According to the American Association of Colleges of Nursing, the United States is projected to experience a shortage of Registered Nurses (RNs) as Baby Boomers age and the need for healthcare grows. As the World Health Organization’s proclaimed “International Year of the Nurse and Midwife” comes to an end, their “State of the World’s Nursing 2020” report projects a shortfall of 5.7 million nurses globally unless nations increase funding to educate and employ more nurses.
A report by researchers at Georgetown University projects that North Carolina is slated to have one of the worst nurse shortages in the country, with nearly 13,000 nurses needed by 2025.
WGU’s College of Health Professions is accredited by the Commission on Collegiate Nursing Education and has produced more than 51,000 graduates nationwide, including 1,751 who live in North Carolina. As of December, 681 North Carolinians are enrolled in WGU’s undergraduate nursing programs, and 326 are enrolled in master’s degree nursing programs.
WGU nursing students pass the National Council Licensure Examination (NCLEX) at a rate of 97%, compared with the national average of 91%.
Nursing degree programs.
The College currently offers three bachelor’s degrees: Nursing (RN-to-BSN), Health Services Coordination, and Health Information Management. Additionally, WGU’s College of Business offers a Bachelor of Science degree in Healthcare Management.
The College also RN-to-MSN and BSN-to-MSN programs in the following fields: Nursing-Education, Nursing - Nursing Informatics, and Nursing – Leadership and Management. Additional master’s degree programs offered by WGU include Master of Health Leadership, and Family Nurse Practitioners – M.S. Nursing, as well as an MBA in Health Management offered by the College of Business.

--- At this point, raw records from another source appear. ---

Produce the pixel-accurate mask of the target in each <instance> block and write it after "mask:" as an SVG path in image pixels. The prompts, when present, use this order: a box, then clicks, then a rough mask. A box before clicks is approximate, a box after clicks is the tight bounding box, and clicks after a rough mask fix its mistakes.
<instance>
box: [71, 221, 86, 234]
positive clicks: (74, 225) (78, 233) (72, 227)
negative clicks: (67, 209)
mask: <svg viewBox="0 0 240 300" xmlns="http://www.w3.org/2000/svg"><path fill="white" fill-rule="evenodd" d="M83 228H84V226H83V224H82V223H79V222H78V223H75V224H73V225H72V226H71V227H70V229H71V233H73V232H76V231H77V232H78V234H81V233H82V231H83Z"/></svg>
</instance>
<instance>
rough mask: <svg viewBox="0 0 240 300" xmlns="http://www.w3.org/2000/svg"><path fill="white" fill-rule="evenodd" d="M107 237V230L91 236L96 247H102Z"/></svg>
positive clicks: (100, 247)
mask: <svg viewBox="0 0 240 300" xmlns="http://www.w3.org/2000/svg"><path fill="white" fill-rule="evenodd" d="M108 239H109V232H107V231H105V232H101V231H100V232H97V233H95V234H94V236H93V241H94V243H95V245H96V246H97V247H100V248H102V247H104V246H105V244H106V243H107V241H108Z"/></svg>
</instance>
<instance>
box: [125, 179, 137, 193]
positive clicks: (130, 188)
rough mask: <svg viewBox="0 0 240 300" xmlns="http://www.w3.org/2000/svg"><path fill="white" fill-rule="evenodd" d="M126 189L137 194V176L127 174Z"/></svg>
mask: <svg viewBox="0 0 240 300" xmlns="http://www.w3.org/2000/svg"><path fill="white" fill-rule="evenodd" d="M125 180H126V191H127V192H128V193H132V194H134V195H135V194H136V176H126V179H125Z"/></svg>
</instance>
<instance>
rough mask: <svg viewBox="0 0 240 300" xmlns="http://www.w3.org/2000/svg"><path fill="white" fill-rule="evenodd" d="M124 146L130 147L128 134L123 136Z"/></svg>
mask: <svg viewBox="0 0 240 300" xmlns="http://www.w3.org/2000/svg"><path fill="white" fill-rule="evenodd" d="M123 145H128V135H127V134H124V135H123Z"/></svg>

The healthcare sector has not been immune to job cuts due to the COVID-19 pandemic, but experts predict that many jobs, such as administrators and registered nurses in certain specialties, will return after the pandemic has passed. Certain healthcare practices and procedures might change (e.g., more telemedicine appointments and fewer in-person visits), prompting many nurses preparing to enter the workforce to become more proficient with technology.
Diversity in nursing.
WGU is committed to promoting diversity in the nursing profession. A study by the U.S. Department of Health and Human Services found that patients of diverse backgrounds had better outcomes with registered nurses of their own race or ethnicity. In a 2017 report, the National Council of State Boards of Nursing found that minorities are under-represented in the nursing field when compared to the general population.
WGU is addressing the issue of diversity in nursing through a commitment to better serving minority populations, a robust scholarship program, and a continued focus on competency-based education, which allows students to study on their own schedule and receive credit for their past education and experience.
“We’ve started analyzing student outcomes to see where inequities exist,” said Dr. Jan Jones-Schenk, Senior Vice President of the College of Health Professions. “We’ve taken some early steps by asking our students, faculty, and alumni to raise visibility on unjust or questionable practices in teaching and learning. All of these steps are entirely insufficient, but they are a start.”